Do not chase, grab, or try to ride the mantas. This does not benefit the animal in any way.
Rule #2: Stay on the Bottom – or on the Surface
Scuba divers must stay on or near the sand, rubble, or boulder bottom. An open water column is necessary for the mantas to maneuver.
Avoid contact with the coral, sea urchins, or other marine life.
Form a semicircle with your group.
Snorkelers must stay on the surface and keep their legs horizontal. Do not dive down into the water column.
Rule #3: Turn Your Lights in the Correct Position
Divers shine lights up into the water column to attract plankton.
Snorkelers shine lights down.
Rule #4: Don’t Blow Bubbles Up to the Manta Rays
Divers: try to time your breathing so that you do not blow bubbles up into the manta if it passes over your head.
Rule #5: Taking Underwater Photos or Video Safely
When taking underwater photos or shooting video while on a swim, be considerate of people and mantas. Minimize your equipment in the water column and let the mantas come to you.
For more practical tips to film or take pictures underwater safely and responsibly, check out our Underwater Photography Guide.
6 Guidelines to Interact with Manta Rays During the Daytime
Chances of encountering manta rays at night in Kona are over 70%, but there is always the possibility to see a manta during the daytime as well.
Swimming with manta rays during the daytime is fundamentally different, as there won’t be any lights gathering plankton and attracting the manta rays.
However, a daytime manta ray dive can be just as fun and life-changing, as long as you follow these six steps to keep interactions safe and sustainable:
- When beginning your dive, make sure that you slip into the water calmly and quietly and keep a moderate distance of 33 feet/10 meters apart from nearby manta rays.
- Make sure your fins stay below the waterline, as you don’t want to scare away manta rays with any unnecessary noise.
- Remain still and allow the mantas to come to you. Passive interaction is always best advised, to keep everyone – including the marine animals- safe.
- Keep the natural water columns open so the manta rays can swim around you without any interference. To do this as a diver, keep low to the sea bed at all times.
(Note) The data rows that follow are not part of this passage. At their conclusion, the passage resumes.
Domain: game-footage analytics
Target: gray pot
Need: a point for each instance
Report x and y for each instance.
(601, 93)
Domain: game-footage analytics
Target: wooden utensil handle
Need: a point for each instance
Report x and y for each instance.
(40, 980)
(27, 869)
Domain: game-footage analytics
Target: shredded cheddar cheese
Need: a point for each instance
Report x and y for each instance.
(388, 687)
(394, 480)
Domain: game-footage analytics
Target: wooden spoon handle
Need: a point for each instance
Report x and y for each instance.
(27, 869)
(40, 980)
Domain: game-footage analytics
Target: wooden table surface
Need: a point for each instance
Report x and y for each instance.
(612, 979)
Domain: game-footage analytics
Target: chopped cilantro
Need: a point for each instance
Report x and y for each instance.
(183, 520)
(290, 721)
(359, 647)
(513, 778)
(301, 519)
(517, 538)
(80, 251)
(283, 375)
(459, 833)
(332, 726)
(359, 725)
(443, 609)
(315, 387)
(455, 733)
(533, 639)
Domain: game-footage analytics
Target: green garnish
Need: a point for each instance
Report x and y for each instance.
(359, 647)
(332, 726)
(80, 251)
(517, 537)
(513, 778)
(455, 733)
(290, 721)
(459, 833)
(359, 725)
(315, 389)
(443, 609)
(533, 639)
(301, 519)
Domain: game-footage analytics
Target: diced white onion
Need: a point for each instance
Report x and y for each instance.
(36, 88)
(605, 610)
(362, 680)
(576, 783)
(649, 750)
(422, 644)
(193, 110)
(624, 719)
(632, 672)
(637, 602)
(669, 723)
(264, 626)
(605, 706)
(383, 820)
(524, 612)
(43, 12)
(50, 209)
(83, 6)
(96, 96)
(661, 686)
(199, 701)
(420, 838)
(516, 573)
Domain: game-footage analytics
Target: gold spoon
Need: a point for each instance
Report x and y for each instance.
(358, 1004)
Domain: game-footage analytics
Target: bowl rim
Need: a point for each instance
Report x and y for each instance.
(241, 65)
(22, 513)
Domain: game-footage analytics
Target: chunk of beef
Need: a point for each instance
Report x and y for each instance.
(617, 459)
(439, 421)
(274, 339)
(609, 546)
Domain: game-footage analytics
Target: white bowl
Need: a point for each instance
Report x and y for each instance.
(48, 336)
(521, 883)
Snorkelers, stay on the surface.
- Approach manta rays side on, as this gives them a chance to see you and a clear path in the ocean.
- Never reach out and touch a manta ray, this will remove their protective slime coating and cause harm.
Find more information about swimming with manta rays during the daytime (accompanied by beautiful illustrations) at swimwithmantas.org.
Hawaii Ocean Watch created standards for manta ray tour operators around Kona, for activity providers aiming for a more sustainable manta-human interaction. As Manta Ray Advocates, we want to teach the best way to interact with those gentle giants of the sea during daytime encounters as well as at night.
ALWAYS REMEMBER: keep interactions with manta rays passive (you’re the observer) and let the mantas come to you. It’s so worth it!